Step 3 – Tight and loose implementation
• Normalisation at scale: The adaption of the HSE framework was non-negotiable, however, there was a recognition that there was a need for local ownership and adaptation. The range of work experience categories provided course teams with autonomy, agency, and flexibility to align work experiences to the course curriculum, the needs of students, and employment pathways.
• Transitions: While never easy, the transition from education to employment has never been as challenging or relevant considering the changing nature of the workplace. New Graduate Coaches support students as they move between levels of study focusing on the transition into the ‘real world’ post-graduation and beyond.
• Hallam i-Lab – a state-of-the-art co-working space used by over 150-businesses.

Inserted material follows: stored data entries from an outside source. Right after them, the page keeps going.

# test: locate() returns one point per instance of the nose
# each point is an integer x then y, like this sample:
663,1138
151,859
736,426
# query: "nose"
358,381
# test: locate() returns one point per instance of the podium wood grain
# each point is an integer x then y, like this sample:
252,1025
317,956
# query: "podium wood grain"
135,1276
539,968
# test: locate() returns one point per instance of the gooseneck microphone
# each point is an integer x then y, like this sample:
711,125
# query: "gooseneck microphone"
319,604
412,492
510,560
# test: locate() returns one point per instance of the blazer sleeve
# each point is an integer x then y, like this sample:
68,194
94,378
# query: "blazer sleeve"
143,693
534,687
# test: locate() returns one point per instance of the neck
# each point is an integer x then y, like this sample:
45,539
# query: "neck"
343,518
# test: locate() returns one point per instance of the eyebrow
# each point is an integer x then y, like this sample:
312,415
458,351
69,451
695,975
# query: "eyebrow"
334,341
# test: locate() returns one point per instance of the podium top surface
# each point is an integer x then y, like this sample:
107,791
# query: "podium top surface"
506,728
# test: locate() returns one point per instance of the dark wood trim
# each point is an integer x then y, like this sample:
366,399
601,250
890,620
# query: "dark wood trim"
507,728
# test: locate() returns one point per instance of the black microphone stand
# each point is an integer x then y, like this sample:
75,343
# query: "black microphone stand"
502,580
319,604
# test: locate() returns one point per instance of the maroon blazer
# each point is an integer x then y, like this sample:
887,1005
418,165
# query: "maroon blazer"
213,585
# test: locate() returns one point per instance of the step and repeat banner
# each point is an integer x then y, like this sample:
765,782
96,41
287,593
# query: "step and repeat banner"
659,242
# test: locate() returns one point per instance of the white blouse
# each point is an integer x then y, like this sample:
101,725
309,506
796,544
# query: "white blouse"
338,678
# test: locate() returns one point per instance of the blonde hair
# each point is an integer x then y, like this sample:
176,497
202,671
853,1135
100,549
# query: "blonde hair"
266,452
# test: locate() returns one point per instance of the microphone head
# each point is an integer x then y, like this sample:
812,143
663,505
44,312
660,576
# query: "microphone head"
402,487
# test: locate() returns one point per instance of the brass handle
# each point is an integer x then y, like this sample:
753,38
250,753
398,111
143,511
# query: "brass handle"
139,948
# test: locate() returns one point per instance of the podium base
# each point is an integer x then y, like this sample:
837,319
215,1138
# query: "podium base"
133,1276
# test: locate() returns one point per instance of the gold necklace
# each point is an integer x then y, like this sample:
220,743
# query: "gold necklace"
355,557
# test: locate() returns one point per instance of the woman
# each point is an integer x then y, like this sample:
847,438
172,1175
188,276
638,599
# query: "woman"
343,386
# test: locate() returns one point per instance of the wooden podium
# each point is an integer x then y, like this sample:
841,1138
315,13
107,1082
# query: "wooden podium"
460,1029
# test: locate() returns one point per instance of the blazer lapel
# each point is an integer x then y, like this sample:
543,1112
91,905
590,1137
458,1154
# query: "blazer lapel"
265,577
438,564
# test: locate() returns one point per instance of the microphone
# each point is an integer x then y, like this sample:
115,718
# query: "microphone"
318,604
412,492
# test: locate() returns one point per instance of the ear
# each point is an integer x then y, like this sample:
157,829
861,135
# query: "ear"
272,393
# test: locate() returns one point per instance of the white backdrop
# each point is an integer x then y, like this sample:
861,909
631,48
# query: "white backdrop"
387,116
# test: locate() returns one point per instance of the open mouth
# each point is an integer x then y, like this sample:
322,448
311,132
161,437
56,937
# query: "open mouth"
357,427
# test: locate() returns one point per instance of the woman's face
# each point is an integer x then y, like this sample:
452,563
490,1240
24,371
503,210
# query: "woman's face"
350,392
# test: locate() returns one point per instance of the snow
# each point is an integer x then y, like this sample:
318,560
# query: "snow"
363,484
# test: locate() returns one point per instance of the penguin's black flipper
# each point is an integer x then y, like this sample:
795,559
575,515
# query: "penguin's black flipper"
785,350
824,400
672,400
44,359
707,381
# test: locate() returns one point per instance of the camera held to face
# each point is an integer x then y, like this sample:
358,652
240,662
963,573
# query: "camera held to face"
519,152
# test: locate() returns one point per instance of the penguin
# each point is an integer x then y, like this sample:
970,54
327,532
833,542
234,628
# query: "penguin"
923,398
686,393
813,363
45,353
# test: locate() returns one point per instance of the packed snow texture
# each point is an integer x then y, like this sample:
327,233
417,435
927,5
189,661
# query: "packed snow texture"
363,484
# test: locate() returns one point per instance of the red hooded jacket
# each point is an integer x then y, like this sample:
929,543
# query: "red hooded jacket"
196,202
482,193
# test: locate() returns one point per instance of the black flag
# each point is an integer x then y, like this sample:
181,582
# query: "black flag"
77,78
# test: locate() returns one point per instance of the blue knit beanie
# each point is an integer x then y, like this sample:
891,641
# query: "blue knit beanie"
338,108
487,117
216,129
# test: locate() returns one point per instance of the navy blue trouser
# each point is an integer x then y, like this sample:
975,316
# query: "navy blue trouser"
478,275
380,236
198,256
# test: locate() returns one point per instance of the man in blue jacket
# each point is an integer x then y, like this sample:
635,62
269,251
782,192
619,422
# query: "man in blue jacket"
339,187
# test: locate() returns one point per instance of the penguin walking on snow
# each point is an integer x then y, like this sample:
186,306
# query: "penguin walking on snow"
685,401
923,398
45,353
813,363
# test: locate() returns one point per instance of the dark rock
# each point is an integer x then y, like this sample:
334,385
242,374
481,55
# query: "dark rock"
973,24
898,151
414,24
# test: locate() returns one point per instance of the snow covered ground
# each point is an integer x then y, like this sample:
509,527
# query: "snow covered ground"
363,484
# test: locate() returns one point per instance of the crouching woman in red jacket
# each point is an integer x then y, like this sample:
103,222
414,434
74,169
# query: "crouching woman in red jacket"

The facility acts as an incubator for student and graduate-led projects with 2,400 student enterprise interactions annually, including over 100 workshops, 200 one-to-one appointments, 42 new trading businesses, £72,500 of start-up funding awarded.
• 495 students across 15 courses completed in-module Enterprise Residencies (offering an alternative to employer-facing work experience).
• Developing the Hallam Freelancers platform, an agency for over 100 freelance student entrepreneurs, helping them to find opportunities with employers. As well as being a digital database of student freelancers, this initiative included in-person networking events for students and business.
• Welcoming 230 employers across three careers fairs in 2022, attended by 3,656 students and graduates.
• Class of 2022 Week – providing virtual interviews, internship opportunities, start-up support, and sector-specific seminars to help graduates navigate a highly volatile jobs market.
• Establishing Employer Advisory Boards to work with industry experts across all 17 academic departments to future-proof the curriculum, secure work experience opportunities and enrich learning.
• Our Welcome Survey 2023 showed 96% satisfaction with our careers and employability services.
• Satisfaction with our careers and employability services high averaging 81% over the past four years (NSS Optional Question Bank B3).
Our narrative began with a mission – to transform lives. To achieve this, we had to transform our institution from an inconsistent employability offer and careers service to something radically different, where students experience, saw, heard, and felt their employability success was a dynamic and normal part of a Hallam student experience.
When reviewing employability, institutions should consider the balance and mode of employability at a course level, enabling students to articulate their learning, experiences, and skills which positively contribute to graduate employment and lifelong success.
These are what I believe to be the critical success factors for achieving a radical change to employability across institutions:
1. Understand your place.
2. Develop a clear strategic imperative.
3. Senior leadership engagement.
4. Be radical.
5. Network as an institution.
6. Be flexible.
7. Support entrepreneurship.
8. Embrace risk and creativity.
9. Tell your story.
10. Measure your impact.
Of course, this isn’t job done. While much work is still to be done, as we seek to further normalise employability and ensure all our graduates thrive in this ever-changing graduate market, we believe we are well positioned for sustained and sustainable success.
We are confident and determined that Hallam students will benefit hugely from the immense efforts to deliver the employability strategy and the support of employers and its community.